Bizim evlere şenlik Dışişleri Bakanı Mevlüt Çavuşoğlu ne yapıyor?.. Açıklamalarına dikkat ederseniz, Dışişleri Bakanı değil de Genelkurmay karargahının basın sözcüsü gibi. Kulakları çınlasın, büyük bir başarı ile görevini tamamlayan Genelkurmay Başkanlığı eski Basın ve Halkla İlişkiler Daire Başkanı emekli Tuğgeneral Ertuğrul Gazi Özkürkçü, 7/24 telefonlarımıza çıkardı. Gerek yurt içi terörle mücadele operasyonlarında gerekse sınır ötesi operasyonlarında her kesimin takdir ettiği çok başarılı kamu diplomasisi çalışmaları yürüttü.

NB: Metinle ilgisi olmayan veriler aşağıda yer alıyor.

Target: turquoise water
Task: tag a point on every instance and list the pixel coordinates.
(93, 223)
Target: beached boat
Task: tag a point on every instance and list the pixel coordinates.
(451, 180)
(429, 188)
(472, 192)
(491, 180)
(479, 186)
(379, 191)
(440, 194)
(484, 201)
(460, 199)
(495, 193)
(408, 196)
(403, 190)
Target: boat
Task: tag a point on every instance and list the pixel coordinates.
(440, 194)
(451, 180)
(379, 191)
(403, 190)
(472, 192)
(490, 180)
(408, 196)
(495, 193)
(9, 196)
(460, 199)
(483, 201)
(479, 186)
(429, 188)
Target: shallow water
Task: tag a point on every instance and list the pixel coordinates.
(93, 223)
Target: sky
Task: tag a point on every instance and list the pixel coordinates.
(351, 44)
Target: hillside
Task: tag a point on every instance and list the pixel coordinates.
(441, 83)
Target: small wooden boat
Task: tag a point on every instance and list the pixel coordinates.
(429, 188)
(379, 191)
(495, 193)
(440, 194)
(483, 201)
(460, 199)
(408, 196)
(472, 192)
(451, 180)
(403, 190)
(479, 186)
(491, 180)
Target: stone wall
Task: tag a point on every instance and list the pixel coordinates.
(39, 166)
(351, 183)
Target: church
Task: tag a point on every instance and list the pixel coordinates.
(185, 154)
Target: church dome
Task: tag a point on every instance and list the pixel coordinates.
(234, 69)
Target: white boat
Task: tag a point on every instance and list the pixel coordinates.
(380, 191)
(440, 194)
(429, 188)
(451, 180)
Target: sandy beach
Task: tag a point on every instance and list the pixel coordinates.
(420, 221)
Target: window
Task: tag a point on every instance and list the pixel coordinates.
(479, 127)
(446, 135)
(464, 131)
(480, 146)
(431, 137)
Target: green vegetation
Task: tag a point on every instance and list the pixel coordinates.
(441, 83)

Ama, 24 saat esaslı bilgilendirme hizmeti veren Özkürkçü paşanın ağzından bir kez bile ne operasyon tarihi ne de hedeflenen yerler ile ilgili bir kelime duyduk. Çok sıkıştırdığımız zaman bilse de "bilmiyorum" der ya da geçici süre telefonları kapsama alanı dışında kalırdı!..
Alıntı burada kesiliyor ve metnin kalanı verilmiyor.